The next image is to show you how I had planned to embellish the square posts I bought for the deck. I would work the centre part with the router and plane, and add the moldings which give it character and dress. The skirting around the post at the bottom is likewise an embellishment which can be added later.

verandah posts embellished.jpg

I like the square posts for the veranda rather than the round look of the turned posts. And they are a fraction of the cost for expenditure right now. Embellishment could be done later when the style is decided and the frieze is decided. All things you and Dave could do in free time as well, given that you can wait for such things and save these sort of jobs for yourself. Getting the moldings is easy, and using the tools easy too.

If you want turned posts, these need to be done before being put in place, however, and do not lend themselves to embellishment at a later date so readily as a decision of how low to keep the unworked part of the post to accomodate the frieze must be made before placing the post in situ.

We replied: In terms of the verandah post shape. Lyn likes turned posts but is worried they may not fit well with the balustrading. So, we are in the process of designing some 'square' post scenarios that Lyn is comfortable with, and I'll try to finish those and get em to you this weekend.

We've also been experimenting with some ideas about the animal protection bit under the floor level on the verandah. We saw a picture of one that was recessed back a set of stumps, to allow shaded space for garden and/or for animals to rest. We think this is a good idea to try on at least part of the house.


Finally, this next image is to give you some idea of the roof structure of the hobbithouse I plan to build.

hobbithouse roof structure image.jpg

I will have a veranda on it of course, and it will be built in a crescent shape following the hill it is carved into, but the roof structure will be quite distinctive and time-consuming.

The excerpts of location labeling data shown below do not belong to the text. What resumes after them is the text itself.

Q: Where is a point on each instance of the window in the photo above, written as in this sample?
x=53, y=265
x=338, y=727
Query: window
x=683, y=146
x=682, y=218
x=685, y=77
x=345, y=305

The whole will be quite unseen from your house or the roadway, but will be a pleasant surprise to discover when walking. I will obtain a permit for the structure first as I want it to be a building you can use as a bed and breakfast. But at present it is my dream on paper and in my mind. By getting the permit, I can proceed in a sensible sequence with my foundations and Treebeard and his Entwives which will be posts to support the whole of the structure. (NB: Treebeard and his Entwives are Dad's names for the big tree trunks from the trees taken out at Mum's house).

Dave replied: It'll be great when it's done! It is very interesting, I bet there won't be another house like it in all of Victoria!